うーん、もしかして俺ってめちゃくちゃ礼儀知らずとか思われてないよね?
「私が許します。ですのでどうぞ。アリア、紅茶とケーキを二つ用意してください」
「はい、姫様」
メイドさんは別の台に用意されていたケーキを切り分け、ポットから紅茶を注いでテーブルに並べた。
王女はどうぞ、と手を出してエマを誘う。
「では失礼します」
エマは一礼して席に座る。
俺はエマの横でふわふわと浮いていた。
「それで、お話というのは……」
「はい。私が毒を盛られたのは4日程前でした。毒を盛られた理由は私の能力が邪魔だったからでしょう。犯人も目星はついています。しかし証拠がありません。そこで見つけたのがヴェル様です」
王女の顔から笑みが消え、厳しい表情を見せる。
「ヴェル、ですか?」
「はい。いただいたエクスアンチドーテはかなり強力で、少し飲むだけでデルポネラという毒を解毒しました。私の鑑定は少し特殊でしてね」
王女が紅茶をソーサーの上に静かに置いた。
「《《私の鑑定は作った人の情報も手に入る》》んです」
なるほど、だから俺が作ったって知ってたわけね。
「そして今、王都では恥ずかしながら違法薬物が出回り初めています」
うわっ、そういうことか。
そりゃ元締めにとって王女の能力は天敵だろう。消したいよな。
「それも既に鑑定は済ませました。毒の方もです。しかし相手は上位貴族。王族といえど、証拠もなしに処罰はできません。一方的に行えば反感を持つ者も出てくるでしょう。そこでヴェル様の力を是非お借りしたいのです」
王女、なんか笑顔が怖いぞ。
「なぜヴェルを……?」
「想像具現、持ってますよね? その力をお借りしたいと思います」
王女が俺をニコニコして見つめる。言いたいことは理解した。
「つまり、みんなの前で自白させたいわけですね」
俺の想像具現は俺が想像した事象を引き起こすものだ。
相手に《《うっかり》》自白させる、という使い方に気づくとは、この王女、相当な切れ者なんだろう。
「ええ、話が早くて助かります。これは私からの指名依頼です。報酬は金貨20枚。後でギルドの方に使いを出しておきますので、受けていただけますか?」
……最初からそうしてくれ。
切れ者かと思ったけど、この王女結構抜けてるな。鑑定使えるのに服毒させられてるし。
「はい、喜んで。ヴェル、いい?」
「もちろん」
王女《《様》》からの指名依頼ならパーティの名前に箔が付く。そういうことなら喜んで手を貸しますぞ。

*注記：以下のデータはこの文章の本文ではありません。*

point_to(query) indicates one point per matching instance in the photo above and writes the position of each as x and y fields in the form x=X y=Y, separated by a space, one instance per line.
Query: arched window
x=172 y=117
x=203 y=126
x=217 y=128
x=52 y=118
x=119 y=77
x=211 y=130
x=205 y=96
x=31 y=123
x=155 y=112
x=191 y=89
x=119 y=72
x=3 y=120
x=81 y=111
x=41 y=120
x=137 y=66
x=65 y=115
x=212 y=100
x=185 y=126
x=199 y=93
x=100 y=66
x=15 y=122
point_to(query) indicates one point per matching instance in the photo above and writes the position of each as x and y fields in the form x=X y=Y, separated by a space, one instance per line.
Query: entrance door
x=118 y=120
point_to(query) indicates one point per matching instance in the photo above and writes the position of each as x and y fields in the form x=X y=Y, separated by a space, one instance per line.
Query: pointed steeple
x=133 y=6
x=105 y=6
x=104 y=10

「そういうことですので、ヴェル様を一日お借りしますね」
「エマは?」
うーん、エマと離れることになるのはなぁ……。
「あらぬ中傷を受けることも考えられます。お仲間とお待ちいただいた方が得策かと」
「そうですね。私も貴族様に囲まれては生きた心地がしません。ヴェル、お願いね」
それを言われるとね。
それにエマを気に入って妾に、とか言い出しかねん。
ここは俺一人でやるべきか。
「わかった」
「ありがとうございます。せっかくですので、エマ様とも少しお話したく思います。その後馬車で宿まで送らせましょう」
こうして俺は違法薬物の流通を潰すため、手を貸すことになった。
* * *
「国王陛下、お呼びに預かり馳せ参じました。如何な御用でございましょうか」
国王の前に姿を見せたのはヤニック侯爵というらしい。まるまる肥えてて、いかにも悪党な顔だ。

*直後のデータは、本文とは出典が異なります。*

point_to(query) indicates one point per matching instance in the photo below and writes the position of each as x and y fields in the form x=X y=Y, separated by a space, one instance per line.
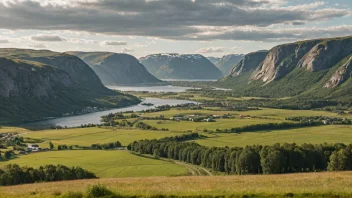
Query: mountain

「ヤニックよ、最近違法薬物が出回っているのは知っているな?」
「はい、全力で調べさせております。ところで、その、セラフィーナ様の近くにいるのは悪魔では……?」
ヤニックが俺に気づいて不思議そうな顔をする。王女の話だと、こいつが黒幕で、毒もこいつの差し金なんだとか。
つまり、エマがぶたれたのはコイツのせいとも言える。
おめでとう、俺の中で君は社会的抹殺の刑に決まった。
「ええ、そうです。こわーい悪魔でしてね。私に毒を盛った貴方を懲らしめてもらおうと思いまして」
王女が仕掛ける。
さぁ、始めようか!
「はっはっはっ、笑えぬ冗談ですなセラフィーナ王女殿下。なにか証拠でも?」
「ありません。ですので、自白していただこうかと。さぁ、ヴェル様」
「はいよー」
バチッ!
「痛っ! 何をする!」
「呪いをかけたんだ。君はこれから嘘をつけなくなる。手を見てごらんよ」
俺はふよふよとヤニックの眼前まで近づく。
「なんだ、この紋様は……!」
これはブラフだ。
俺の想像具現でもそんな呪いは作れない。ただ紋様を刻んだだけだ。
「君が嘘をつく度に君は堪え難い苦痛を受けることになる。嘘はつかない方が身のためだよ?」
「な、なんだと……?」
ヤニックの顔色が変わる。
よし、効いてる効いてる。
「じゃあ最初の質問だ。セラフィーナ王女殿下にデルポネラの毒を盛ったのは君だね?」
俺はニヤーッとできるだけ不気味に笑ってみせた。
演技、大事だよね。
「な、なんのことだ? 知らん、そんなことは知らん!」
はいダウト!
紋様を光らせ、制裁発動!
引き起こせ、世界三大激痛の一つ尿路結石!
「……ッ!?」
ヤニックは突然の激痛に声も出ないようだ。顔色は真っ青になり、股間を押さえている。
痛すぎて転げ回ることすらできないようだ。
こんな激痛、味わったことないだろうな。その身体だといずれなるかもしれんけど。
こうやって相手を追い詰めれば、後は想像具現の力で白状する方向に傾ける条件が整うわけだ。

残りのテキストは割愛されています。